One cubic meter of ice weighs nearly 2,000 lbs, and when it is removed from areas such as Greenland through melting, the rocks are no longer suppressed by the weight, resulting in their ability to shift position and rebound more easily. “Greenland quakes have risen from 6 to 15 a year between 1993 and 2002, to 30 in 2003, 23 in 2004 and 32 in the first 10 months of 2005, closely matching the rise in Greenland’s temperatures over the same period.” (Goran Eckstrom) Earthquakes along coastal shores, or from subduction along underwater slopes such as occurred during the series of Sumatran-Andaman earthquakes in 2004, cause tsunamis that travel for thousands of miles, spreading destruction in their wake.
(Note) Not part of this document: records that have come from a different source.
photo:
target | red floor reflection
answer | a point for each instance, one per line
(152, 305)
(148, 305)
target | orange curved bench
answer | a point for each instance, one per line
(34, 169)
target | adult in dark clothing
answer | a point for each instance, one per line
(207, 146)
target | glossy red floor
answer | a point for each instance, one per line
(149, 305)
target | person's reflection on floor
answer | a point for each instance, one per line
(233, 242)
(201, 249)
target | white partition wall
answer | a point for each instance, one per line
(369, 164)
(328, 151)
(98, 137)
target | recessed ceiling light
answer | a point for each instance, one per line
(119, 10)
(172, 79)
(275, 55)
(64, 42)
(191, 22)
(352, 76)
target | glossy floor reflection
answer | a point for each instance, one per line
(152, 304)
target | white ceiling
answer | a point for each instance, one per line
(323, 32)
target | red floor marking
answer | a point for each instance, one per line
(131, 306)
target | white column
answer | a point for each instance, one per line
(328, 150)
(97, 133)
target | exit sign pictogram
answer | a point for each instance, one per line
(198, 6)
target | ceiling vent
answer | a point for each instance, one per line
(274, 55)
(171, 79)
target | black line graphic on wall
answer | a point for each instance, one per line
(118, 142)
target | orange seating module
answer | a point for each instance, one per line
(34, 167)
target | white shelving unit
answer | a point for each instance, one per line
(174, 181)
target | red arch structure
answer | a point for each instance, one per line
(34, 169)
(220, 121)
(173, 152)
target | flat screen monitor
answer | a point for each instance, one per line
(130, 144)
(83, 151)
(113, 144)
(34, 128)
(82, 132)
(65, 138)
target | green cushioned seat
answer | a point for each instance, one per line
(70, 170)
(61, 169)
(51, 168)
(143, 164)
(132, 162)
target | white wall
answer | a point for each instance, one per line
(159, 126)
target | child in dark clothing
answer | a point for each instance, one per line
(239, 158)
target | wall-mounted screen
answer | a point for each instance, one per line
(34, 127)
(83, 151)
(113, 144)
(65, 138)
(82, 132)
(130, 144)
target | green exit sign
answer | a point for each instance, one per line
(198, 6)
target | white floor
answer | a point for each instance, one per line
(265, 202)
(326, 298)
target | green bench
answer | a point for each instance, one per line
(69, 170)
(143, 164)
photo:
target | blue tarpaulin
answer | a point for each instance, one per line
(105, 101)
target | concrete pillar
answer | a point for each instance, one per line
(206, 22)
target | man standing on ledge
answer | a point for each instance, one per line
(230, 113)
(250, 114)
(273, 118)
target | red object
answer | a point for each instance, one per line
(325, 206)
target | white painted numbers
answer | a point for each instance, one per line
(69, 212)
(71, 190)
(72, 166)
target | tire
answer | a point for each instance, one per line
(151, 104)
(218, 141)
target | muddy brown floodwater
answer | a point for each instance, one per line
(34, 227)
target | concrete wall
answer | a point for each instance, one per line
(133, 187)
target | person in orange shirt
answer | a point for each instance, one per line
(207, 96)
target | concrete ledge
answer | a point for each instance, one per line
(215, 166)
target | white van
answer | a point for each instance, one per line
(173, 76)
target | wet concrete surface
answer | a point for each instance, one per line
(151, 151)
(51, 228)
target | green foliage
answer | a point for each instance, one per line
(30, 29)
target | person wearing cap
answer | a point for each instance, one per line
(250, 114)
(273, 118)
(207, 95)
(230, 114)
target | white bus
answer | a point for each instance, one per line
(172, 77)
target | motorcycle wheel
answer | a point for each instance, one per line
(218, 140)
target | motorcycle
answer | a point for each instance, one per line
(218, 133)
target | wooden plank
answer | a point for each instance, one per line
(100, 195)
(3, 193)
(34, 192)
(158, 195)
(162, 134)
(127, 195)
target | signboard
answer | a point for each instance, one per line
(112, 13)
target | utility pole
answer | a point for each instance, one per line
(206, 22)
In the face of drought, the earth is changing. Texas is experiencing the worst drought in half a century. Without rain for over a month in 100 degree temperatures, the earth is shrinking, causing subsidence and diminishing pressure against underground pipes, resulting in water pipes breaking and further exacerbating the drought. “One city outside Dallas, Kemp, already experienced a dress rehearsal this month when every faucet was shut off for two days to fix pipes bursting in the shifting and hardening soil.” (“Down to the last drop,” Washington Post, 18 August 2011.)
As the resources of clean water and safe refuge shrink, humans must acknowledge the reckoning. The Earth is responding, not as a series of discrete and separate incidents, but as a unified and enmeshed system. Can the appropriate human response be any less?